Mechanism of the enhancement of bioleaching of copper from enargite by thermophilic iron-oxidizing archaea with the concomitant precipitation of arsenic

Bioleaching of enargite by the thermophilic iron-oxidizing archaea, Acidianus brierleyi, at 70 °C for 27 days yielded a 90.9% recovery of Cu and 5.9% recovery of As. The preferential dissolution of Cu compared to As was mainly achieved by the formation of crystalline scorodite (FeAsO ₄•2H ₂O). Although the chemical valence of As in enargite was confirmed to be As(III), most of the dissolved As was in the compound H ₃As ^VO ₄. This indicates that the H ₃As ^IIIO ₃ released from the enargite was immediately oxidized to H ₂As ^VO ₄ ^- in solution via a catalytic reaction on the surface of the enargite.
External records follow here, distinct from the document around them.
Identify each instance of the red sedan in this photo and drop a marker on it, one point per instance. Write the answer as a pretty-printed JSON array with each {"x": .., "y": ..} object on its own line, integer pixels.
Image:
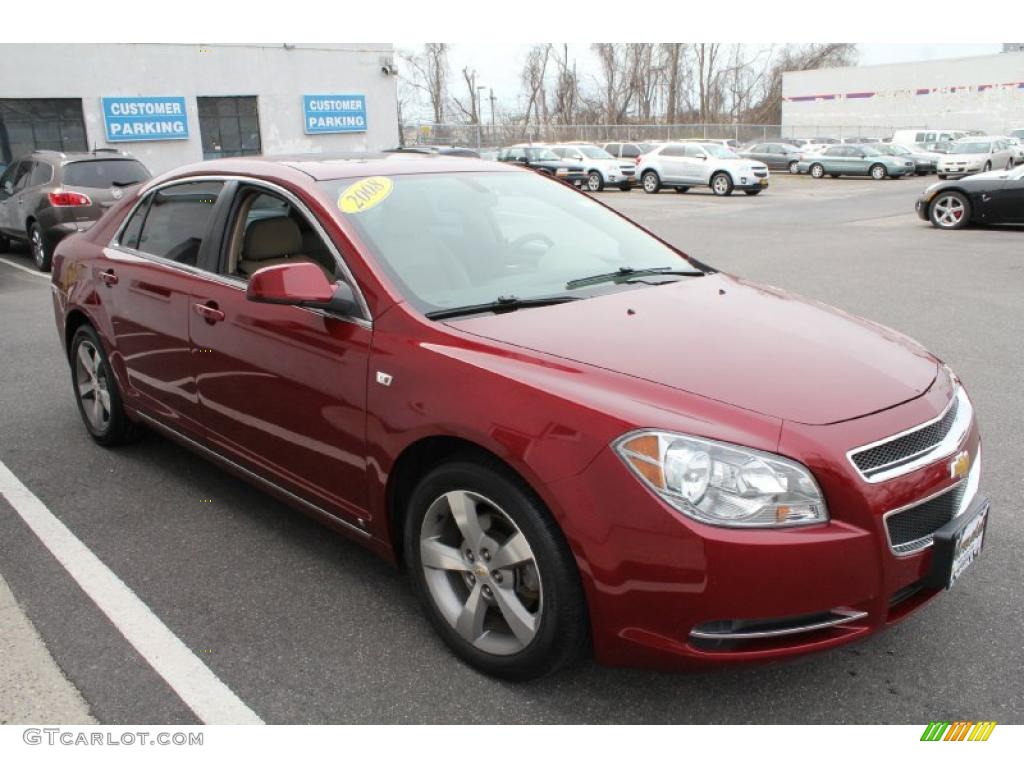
[{"x": 570, "y": 434}]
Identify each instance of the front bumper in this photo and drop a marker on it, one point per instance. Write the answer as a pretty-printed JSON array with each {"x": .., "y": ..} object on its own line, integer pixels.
[{"x": 667, "y": 591}]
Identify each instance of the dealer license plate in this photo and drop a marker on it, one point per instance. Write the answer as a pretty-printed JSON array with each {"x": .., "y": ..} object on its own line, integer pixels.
[{"x": 957, "y": 545}]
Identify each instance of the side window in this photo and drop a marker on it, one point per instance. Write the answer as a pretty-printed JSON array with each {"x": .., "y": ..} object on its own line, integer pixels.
[
  {"x": 22, "y": 175},
  {"x": 41, "y": 174},
  {"x": 129, "y": 237},
  {"x": 7, "y": 180},
  {"x": 178, "y": 219},
  {"x": 267, "y": 230}
]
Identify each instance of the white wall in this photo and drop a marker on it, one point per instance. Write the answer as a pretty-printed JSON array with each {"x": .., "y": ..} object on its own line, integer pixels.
[
  {"x": 278, "y": 76},
  {"x": 978, "y": 92}
]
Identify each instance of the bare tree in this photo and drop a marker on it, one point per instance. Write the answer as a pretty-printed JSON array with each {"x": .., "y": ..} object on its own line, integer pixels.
[
  {"x": 429, "y": 74},
  {"x": 472, "y": 112},
  {"x": 535, "y": 71},
  {"x": 793, "y": 58},
  {"x": 671, "y": 56}
]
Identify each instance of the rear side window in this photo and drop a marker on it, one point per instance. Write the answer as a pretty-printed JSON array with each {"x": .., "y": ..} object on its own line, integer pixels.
[
  {"x": 41, "y": 174},
  {"x": 177, "y": 221},
  {"x": 100, "y": 174}
]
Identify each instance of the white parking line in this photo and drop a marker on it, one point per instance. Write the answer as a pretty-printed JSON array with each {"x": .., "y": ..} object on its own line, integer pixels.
[
  {"x": 33, "y": 272},
  {"x": 202, "y": 691}
]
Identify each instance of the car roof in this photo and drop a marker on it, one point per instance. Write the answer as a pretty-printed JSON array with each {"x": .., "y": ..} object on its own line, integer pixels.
[
  {"x": 328, "y": 167},
  {"x": 76, "y": 157}
]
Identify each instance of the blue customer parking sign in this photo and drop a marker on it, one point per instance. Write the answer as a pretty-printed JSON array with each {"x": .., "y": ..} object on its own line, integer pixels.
[
  {"x": 144, "y": 118},
  {"x": 343, "y": 113}
]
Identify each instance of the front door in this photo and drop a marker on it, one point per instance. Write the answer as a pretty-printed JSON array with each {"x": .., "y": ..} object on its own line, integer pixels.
[
  {"x": 282, "y": 388},
  {"x": 145, "y": 281}
]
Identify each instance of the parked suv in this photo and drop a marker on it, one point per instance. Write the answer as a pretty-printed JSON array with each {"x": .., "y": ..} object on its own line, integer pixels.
[
  {"x": 47, "y": 196},
  {"x": 602, "y": 169},
  {"x": 684, "y": 165}
]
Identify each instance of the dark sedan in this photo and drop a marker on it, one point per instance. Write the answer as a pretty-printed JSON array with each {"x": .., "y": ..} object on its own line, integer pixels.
[{"x": 993, "y": 198}]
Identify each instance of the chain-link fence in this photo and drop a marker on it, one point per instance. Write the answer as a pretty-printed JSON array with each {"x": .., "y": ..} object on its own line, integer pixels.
[{"x": 503, "y": 134}]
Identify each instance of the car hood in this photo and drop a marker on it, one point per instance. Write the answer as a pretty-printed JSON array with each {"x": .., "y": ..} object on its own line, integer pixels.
[{"x": 752, "y": 346}]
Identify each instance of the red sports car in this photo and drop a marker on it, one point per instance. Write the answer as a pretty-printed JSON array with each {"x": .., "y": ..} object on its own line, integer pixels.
[{"x": 570, "y": 434}]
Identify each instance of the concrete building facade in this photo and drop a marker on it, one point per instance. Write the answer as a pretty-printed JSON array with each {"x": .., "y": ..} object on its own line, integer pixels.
[
  {"x": 170, "y": 104},
  {"x": 973, "y": 93}
]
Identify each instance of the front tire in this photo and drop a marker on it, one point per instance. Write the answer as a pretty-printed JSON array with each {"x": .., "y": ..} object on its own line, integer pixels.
[
  {"x": 96, "y": 390},
  {"x": 949, "y": 211},
  {"x": 41, "y": 253},
  {"x": 493, "y": 571},
  {"x": 651, "y": 182},
  {"x": 721, "y": 184}
]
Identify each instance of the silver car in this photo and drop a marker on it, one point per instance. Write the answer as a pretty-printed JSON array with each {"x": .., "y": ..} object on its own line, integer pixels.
[{"x": 975, "y": 155}]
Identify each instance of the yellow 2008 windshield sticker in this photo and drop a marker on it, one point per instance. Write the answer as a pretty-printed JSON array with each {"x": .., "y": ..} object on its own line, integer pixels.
[{"x": 365, "y": 195}]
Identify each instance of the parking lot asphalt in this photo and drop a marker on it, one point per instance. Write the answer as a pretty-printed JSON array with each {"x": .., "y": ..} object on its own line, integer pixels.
[{"x": 306, "y": 627}]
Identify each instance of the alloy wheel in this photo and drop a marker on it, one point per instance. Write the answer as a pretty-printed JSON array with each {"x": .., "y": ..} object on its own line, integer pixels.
[
  {"x": 93, "y": 388},
  {"x": 481, "y": 572},
  {"x": 948, "y": 211}
]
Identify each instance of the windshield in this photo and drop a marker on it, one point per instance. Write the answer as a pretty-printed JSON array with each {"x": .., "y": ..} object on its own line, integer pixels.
[
  {"x": 453, "y": 240},
  {"x": 971, "y": 147},
  {"x": 535, "y": 153},
  {"x": 99, "y": 174},
  {"x": 717, "y": 151}
]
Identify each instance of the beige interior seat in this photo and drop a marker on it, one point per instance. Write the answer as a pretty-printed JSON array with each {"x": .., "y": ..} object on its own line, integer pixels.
[{"x": 271, "y": 242}]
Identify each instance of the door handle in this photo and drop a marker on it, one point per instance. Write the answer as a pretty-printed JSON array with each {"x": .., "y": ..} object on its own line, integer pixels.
[{"x": 209, "y": 312}]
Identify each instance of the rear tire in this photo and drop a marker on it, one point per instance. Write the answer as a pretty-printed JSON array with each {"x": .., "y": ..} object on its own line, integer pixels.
[
  {"x": 721, "y": 184},
  {"x": 468, "y": 606},
  {"x": 96, "y": 390},
  {"x": 42, "y": 255},
  {"x": 651, "y": 182}
]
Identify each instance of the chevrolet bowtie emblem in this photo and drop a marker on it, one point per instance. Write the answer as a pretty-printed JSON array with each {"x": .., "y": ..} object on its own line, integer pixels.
[{"x": 960, "y": 466}]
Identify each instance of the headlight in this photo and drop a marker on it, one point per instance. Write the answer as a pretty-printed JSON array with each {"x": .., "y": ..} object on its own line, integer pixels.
[{"x": 723, "y": 484}]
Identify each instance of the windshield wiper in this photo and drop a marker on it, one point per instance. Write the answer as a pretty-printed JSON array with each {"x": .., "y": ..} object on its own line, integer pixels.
[
  {"x": 626, "y": 273},
  {"x": 501, "y": 304}
]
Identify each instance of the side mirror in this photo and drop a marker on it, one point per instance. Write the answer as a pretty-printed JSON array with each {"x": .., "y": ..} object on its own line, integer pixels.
[{"x": 301, "y": 284}]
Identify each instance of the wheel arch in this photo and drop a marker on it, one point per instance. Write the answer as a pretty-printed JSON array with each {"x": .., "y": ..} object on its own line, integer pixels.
[{"x": 419, "y": 458}]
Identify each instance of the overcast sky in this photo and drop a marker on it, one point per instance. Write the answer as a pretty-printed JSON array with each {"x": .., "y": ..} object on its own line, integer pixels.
[{"x": 498, "y": 65}]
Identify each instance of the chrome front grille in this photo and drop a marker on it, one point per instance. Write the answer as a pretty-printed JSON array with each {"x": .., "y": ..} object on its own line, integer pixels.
[
  {"x": 915, "y": 448},
  {"x": 911, "y": 528}
]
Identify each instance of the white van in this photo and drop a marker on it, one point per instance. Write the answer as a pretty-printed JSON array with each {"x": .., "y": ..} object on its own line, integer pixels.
[{"x": 925, "y": 136}]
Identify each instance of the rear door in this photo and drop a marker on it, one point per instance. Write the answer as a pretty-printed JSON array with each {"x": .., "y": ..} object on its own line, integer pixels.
[
  {"x": 145, "y": 279},
  {"x": 13, "y": 181},
  {"x": 282, "y": 389}
]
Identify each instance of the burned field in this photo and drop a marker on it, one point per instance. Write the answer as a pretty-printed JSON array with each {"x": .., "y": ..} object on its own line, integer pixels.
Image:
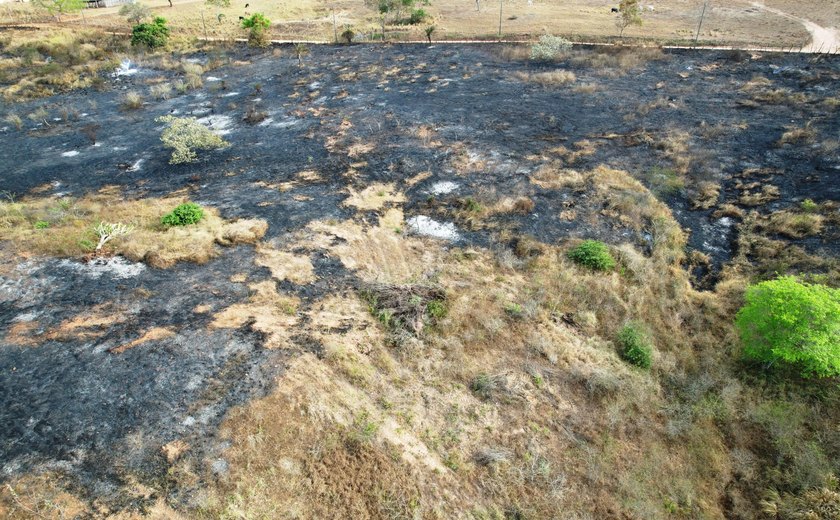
[{"x": 361, "y": 169}]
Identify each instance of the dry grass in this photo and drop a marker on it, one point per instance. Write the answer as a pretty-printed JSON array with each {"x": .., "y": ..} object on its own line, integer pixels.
[
  {"x": 374, "y": 197},
  {"x": 548, "y": 79},
  {"x": 795, "y": 225},
  {"x": 286, "y": 266},
  {"x": 70, "y": 222},
  {"x": 266, "y": 311}
]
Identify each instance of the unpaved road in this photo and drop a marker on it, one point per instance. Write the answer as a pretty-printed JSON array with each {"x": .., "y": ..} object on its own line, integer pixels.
[{"x": 823, "y": 39}]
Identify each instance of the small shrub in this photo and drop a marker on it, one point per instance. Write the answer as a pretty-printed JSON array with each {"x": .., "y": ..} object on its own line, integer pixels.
[
  {"x": 183, "y": 215},
  {"x": 523, "y": 205},
  {"x": 14, "y": 120},
  {"x": 161, "y": 91},
  {"x": 471, "y": 205},
  {"x": 153, "y": 35},
  {"x": 437, "y": 309},
  {"x": 258, "y": 25},
  {"x": 549, "y": 48},
  {"x": 185, "y": 135},
  {"x": 592, "y": 254},
  {"x": 793, "y": 323},
  {"x": 135, "y": 12},
  {"x": 635, "y": 345},
  {"x": 417, "y": 16},
  {"x": 254, "y": 116},
  {"x": 132, "y": 101},
  {"x": 109, "y": 230},
  {"x": 809, "y": 206}
]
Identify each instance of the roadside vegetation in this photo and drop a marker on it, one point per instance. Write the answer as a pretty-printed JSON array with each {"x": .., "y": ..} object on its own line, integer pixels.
[{"x": 590, "y": 372}]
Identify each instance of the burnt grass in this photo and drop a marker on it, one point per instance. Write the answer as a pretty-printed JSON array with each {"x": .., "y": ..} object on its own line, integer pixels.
[{"x": 70, "y": 406}]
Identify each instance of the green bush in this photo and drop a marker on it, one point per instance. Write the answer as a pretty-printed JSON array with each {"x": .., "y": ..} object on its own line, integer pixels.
[
  {"x": 549, "y": 47},
  {"x": 635, "y": 344},
  {"x": 185, "y": 135},
  {"x": 153, "y": 35},
  {"x": 809, "y": 206},
  {"x": 417, "y": 17},
  {"x": 184, "y": 215},
  {"x": 258, "y": 25},
  {"x": 592, "y": 254},
  {"x": 793, "y": 323}
]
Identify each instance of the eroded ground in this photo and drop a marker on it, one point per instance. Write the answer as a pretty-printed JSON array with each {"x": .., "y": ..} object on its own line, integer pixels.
[{"x": 463, "y": 166}]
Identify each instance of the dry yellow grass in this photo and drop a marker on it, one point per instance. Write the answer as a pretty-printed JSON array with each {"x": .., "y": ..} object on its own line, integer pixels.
[
  {"x": 66, "y": 228},
  {"x": 548, "y": 79},
  {"x": 266, "y": 310},
  {"x": 374, "y": 197},
  {"x": 286, "y": 266}
]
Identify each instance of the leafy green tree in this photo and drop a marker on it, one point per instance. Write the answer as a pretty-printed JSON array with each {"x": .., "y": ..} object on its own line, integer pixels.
[
  {"x": 135, "y": 12},
  {"x": 185, "y": 135},
  {"x": 635, "y": 344},
  {"x": 258, "y": 25},
  {"x": 59, "y": 7},
  {"x": 592, "y": 254},
  {"x": 629, "y": 13},
  {"x": 794, "y": 323},
  {"x": 153, "y": 35}
]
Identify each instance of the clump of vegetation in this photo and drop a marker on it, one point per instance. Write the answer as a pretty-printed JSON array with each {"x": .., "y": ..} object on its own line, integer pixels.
[
  {"x": 549, "y": 48},
  {"x": 635, "y": 344},
  {"x": 135, "y": 12},
  {"x": 185, "y": 135},
  {"x": 664, "y": 182},
  {"x": 132, "y": 100},
  {"x": 793, "y": 323},
  {"x": 153, "y": 35},
  {"x": 406, "y": 308},
  {"x": 592, "y": 254},
  {"x": 257, "y": 25},
  {"x": 809, "y": 206},
  {"x": 629, "y": 13},
  {"x": 107, "y": 231},
  {"x": 183, "y": 215},
  {"x": 14, "y": 120}
]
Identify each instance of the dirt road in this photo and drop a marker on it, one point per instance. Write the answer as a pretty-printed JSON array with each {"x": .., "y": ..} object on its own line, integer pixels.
[{"x": 823, "y": 39}]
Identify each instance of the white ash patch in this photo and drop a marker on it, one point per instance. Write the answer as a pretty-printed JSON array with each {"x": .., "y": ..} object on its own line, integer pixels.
[
  {"x": 136, "y": 166},
  {"x": 218, "y": 123},
  {"x": 126, "y": 68},
  {"x": 26, "y": 316},
  {"x": 117, "y": 267},
  {"x": 426, "y": 226},
  {"x": 443, "y": 187}
]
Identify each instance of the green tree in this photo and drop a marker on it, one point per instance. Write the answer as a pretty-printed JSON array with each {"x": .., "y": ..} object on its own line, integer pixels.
[
  {"x": 629, "y": 13},
  {"x": 258, "y": 25},
  {"x": 59, "y": 7},
  {"x": 152, "y": 35},
  {"x": 135, "y": 12},
  {"x": 795, "y": 323}
]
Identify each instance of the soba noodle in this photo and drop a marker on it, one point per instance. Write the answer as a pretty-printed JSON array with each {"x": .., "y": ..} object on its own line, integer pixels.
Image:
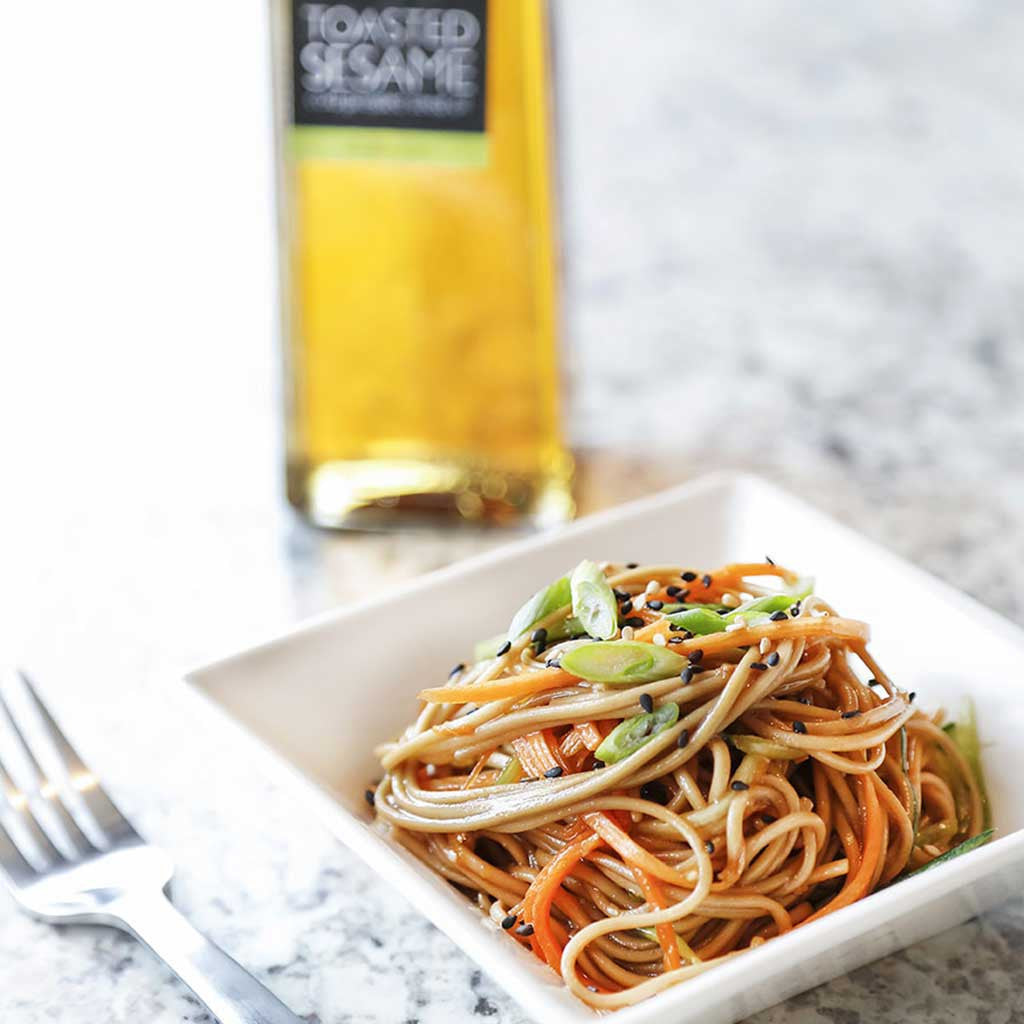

During the bioleaching process, dissolved Fe ³⁺ was consumed through the formation of precipitates, such as scorodite and jarosite ((M ⁺)Fe ₃(SO ₄) ₂(OH) ₆), as well as the oxidation of enargite. Even after the formation of scorodite had stopped due to the consumption of Fe ³⁺, As was further passivated in the absence of Fe ³⁺. The co-sorption of Cu ²⁺ and H ₂As ^VO ₄ ^- on jarosite led to the formation of copper arsenate by a seed-forming effect. Subsequent secondary mineral precipitation resulted in the formation of multi-precipitation layers consisting of scorodite, potassium jarosite, elemental sulfur and copper arsenate, after most of the Cu had been recovered from the enargite by microbially induced leaching.